If you were happy to elect governments to run the country on borrowing so you could have an artificially propped up standard of living, you have a brass neck complaining when the entire house of cards collapses and you are left in the shit.

That's the nub of it really. Standards of living in the UK have been kept artificially subsidised by the public's deliberate insouciance when it comes to UK government intransigence and continual borrowing in order to mask decades of financial mismanagement. In short, we get the politicians we vote for, and the policies we deserve. This crisis is as much the fault of the UK public as it is the politicians themselves, because we've been happy to skim off the fat before now with no thought as to where in was inevitably going to end up.

Blaming Brexit and Covid doesn't wash either. The UK public voted for Brexit, and while it's not true that Covid could have easily been foreseen, a country that wilfully ignores all advice on Pandemic planning because of cost really deserves everything it gets.
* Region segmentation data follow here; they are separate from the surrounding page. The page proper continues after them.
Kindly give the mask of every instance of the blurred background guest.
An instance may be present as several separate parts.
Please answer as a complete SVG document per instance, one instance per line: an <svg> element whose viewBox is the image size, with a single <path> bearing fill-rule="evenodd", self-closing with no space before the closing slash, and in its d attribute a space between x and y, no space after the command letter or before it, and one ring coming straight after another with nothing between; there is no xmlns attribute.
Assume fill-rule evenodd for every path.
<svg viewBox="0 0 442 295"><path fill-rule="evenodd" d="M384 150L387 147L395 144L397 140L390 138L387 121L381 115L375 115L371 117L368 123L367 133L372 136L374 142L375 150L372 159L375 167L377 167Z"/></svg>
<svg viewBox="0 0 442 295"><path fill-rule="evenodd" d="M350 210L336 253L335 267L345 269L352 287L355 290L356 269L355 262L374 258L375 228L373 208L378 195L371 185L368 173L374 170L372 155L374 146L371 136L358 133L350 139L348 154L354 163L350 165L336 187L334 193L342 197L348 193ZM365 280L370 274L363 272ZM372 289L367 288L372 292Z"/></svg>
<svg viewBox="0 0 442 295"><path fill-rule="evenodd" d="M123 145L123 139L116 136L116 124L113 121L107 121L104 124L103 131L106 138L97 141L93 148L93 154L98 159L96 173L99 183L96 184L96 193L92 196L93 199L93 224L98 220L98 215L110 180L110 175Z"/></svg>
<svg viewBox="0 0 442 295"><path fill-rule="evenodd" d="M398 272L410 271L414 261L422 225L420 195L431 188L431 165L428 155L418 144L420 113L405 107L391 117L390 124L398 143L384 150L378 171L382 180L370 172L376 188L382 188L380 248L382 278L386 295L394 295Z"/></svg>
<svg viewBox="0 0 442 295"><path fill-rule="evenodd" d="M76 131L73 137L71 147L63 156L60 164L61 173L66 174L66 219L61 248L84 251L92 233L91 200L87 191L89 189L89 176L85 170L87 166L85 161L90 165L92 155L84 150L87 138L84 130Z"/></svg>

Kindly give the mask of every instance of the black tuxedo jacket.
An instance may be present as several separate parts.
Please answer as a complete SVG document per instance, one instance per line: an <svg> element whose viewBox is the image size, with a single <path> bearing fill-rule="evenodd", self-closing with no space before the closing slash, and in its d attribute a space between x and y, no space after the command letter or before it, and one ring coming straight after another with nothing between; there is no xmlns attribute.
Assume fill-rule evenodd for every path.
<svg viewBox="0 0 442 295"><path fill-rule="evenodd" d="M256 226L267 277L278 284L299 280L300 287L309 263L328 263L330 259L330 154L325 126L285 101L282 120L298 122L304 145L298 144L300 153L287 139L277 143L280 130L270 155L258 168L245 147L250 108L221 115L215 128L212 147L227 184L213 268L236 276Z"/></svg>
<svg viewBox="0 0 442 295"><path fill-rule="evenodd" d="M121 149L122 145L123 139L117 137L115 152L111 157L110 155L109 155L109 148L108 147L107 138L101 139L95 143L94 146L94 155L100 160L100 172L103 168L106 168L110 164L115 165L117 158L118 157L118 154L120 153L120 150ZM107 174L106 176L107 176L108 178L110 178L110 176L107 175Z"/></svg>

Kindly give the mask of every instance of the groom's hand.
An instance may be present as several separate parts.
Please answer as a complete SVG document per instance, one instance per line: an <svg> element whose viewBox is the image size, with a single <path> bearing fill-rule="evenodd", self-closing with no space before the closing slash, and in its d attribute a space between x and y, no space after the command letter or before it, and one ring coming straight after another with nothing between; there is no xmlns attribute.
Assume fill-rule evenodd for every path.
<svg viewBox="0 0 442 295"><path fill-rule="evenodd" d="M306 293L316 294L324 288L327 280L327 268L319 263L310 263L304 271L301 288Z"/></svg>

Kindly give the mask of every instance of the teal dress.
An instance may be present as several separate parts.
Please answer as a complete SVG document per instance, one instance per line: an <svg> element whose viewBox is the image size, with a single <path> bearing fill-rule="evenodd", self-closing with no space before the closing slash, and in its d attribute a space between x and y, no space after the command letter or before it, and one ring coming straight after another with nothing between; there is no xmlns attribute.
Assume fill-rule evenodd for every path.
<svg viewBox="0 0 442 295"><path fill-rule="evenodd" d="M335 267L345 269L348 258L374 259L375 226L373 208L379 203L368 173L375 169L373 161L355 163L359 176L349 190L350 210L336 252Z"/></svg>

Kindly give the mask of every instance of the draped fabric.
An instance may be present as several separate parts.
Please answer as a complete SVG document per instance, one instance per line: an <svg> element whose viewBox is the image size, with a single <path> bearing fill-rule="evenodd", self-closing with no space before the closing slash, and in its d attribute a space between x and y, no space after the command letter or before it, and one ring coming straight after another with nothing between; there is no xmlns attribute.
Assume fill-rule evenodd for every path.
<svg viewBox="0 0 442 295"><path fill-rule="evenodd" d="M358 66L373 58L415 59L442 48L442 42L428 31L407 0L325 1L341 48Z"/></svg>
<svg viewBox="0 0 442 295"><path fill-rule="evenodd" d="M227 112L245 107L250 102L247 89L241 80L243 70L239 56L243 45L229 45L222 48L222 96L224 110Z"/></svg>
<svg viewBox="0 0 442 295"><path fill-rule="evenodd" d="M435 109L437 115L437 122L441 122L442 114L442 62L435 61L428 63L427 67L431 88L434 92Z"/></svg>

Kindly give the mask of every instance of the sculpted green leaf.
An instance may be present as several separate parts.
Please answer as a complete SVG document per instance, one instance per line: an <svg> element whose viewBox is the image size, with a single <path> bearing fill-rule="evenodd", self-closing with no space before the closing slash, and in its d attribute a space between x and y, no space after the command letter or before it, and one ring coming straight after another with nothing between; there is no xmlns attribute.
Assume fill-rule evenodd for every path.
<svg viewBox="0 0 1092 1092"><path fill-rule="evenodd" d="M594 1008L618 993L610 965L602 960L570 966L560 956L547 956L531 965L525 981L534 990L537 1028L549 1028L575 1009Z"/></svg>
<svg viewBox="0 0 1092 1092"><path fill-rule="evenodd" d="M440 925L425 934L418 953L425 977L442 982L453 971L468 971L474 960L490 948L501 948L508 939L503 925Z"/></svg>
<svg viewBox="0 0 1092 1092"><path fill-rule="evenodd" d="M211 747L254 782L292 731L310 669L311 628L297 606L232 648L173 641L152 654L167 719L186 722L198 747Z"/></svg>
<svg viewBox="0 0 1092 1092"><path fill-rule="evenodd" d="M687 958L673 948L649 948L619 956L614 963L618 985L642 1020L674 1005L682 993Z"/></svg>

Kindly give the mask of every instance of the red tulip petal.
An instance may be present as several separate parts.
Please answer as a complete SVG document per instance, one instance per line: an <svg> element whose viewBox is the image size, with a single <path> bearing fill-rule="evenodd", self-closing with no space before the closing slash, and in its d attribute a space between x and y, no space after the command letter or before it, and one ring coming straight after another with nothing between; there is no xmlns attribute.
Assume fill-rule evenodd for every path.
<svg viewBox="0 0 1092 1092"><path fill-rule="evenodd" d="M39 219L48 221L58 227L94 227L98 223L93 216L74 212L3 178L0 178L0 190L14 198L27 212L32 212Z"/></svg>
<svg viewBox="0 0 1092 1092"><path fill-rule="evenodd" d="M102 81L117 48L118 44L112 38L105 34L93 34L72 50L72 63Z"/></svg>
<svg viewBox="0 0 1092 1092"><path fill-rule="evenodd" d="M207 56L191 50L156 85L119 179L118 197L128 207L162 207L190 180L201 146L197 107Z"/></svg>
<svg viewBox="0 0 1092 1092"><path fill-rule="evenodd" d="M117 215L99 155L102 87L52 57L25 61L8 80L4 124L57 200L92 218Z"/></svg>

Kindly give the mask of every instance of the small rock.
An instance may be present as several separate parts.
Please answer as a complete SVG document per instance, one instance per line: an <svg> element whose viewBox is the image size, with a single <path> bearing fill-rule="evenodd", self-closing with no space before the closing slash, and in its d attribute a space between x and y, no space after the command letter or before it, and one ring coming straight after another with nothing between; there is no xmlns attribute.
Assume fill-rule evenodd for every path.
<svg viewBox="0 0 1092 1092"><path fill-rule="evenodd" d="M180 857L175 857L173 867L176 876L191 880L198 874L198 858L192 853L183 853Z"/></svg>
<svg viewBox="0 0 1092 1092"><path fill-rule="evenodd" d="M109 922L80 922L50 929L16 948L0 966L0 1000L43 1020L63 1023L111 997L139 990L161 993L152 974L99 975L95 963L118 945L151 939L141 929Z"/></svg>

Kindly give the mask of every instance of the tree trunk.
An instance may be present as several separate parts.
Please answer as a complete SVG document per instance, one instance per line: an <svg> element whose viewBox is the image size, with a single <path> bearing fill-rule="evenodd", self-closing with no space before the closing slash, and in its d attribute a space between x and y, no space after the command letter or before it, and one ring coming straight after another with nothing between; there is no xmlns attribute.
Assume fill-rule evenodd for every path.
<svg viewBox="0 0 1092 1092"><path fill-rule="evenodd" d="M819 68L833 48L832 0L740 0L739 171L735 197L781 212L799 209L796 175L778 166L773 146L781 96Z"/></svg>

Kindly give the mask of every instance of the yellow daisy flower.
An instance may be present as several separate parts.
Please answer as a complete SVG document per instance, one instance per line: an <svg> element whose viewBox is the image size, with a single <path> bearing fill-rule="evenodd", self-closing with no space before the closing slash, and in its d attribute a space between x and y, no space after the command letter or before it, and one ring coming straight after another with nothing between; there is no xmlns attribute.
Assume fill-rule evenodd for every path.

Kendodd · 02/04/2022 22:04

I have never said this before in my life, but, I'm alright Jack.
And I have absolutely zero sympathy for the people who voted for this by voting Brexit and Tory and are now suffering the consequences.
Tory austerity deaths are estimated to be around 150,000 people over the last ten years, people whingeing now didn't give a shit when it was other people pushed into poverty, and just voted for more of the same, suddenly poverty is a big problem when they might suffer themselves.
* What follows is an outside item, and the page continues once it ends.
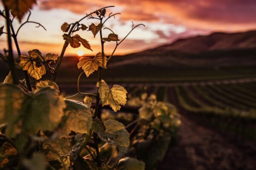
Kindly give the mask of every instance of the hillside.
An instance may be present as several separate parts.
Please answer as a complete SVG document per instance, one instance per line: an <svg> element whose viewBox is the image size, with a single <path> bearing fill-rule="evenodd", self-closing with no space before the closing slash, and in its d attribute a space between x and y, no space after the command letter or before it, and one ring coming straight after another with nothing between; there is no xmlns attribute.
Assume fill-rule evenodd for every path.
<svg viewBox="0 0 256 170"><path fill-rule="evenodd" d="M76 82L81 71L76 66L79 59L64 57L58 81ZM1 65L3 80L9 69ZM255 66L256 31L215 33L180 39L137 53L114 56L102 74L109 81L194 81L254 76ZM94 82L98 76L96 73L82 81ZM67 76L71 79L67 80Z"/></svg>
Eyedropeyeflop · 02/04/2022 22:06

I know plenty of ex drug dealers who will pick up their long lost trade.

PlainJaneEyre · 02/04/2022 22:08

How long do you expect to have the heating on @UsernameInTheTown ? All day ? We have our heating on for 1 hour in the morning and ditto in the late afternoon.

GlasswareisOverated · 02/04/2022 22:09

A choice of two is not a democracy. There are varieties of bread in a supermarket, than there are political parties. We don't live in a democracy, it's a representative democracy and it is broken imo.
So firstly, if no one voted in the next election that would send a very clear message that the political system is broken.
And then also another General Strike.
They work. They make the people with the money and the power sit up and take notice.

EvilPea · 02/04/2022 22:13

Crime is going to continue creeping up, there’s a real nasty under current in our society at the moment who are pretty untouchable due to budget cuts with police.

There’s going to be less money to give to charity, they’ll suffer as they’ll have rising costs as well.

The future is going to be very very bumpy.

dipdye · 02/04/2022 22:15

Brits are too polite to riot

RedRobin100 · 02/04/2022 22:21

No because we’re not French

Palloom · 02/04/2022 22:24

Gotta change FPTP system sometime soon, otherwise Tories will be in power forever more.

That system is so undemocratic and is not used by most civilised countries, the US is an exception, go figure.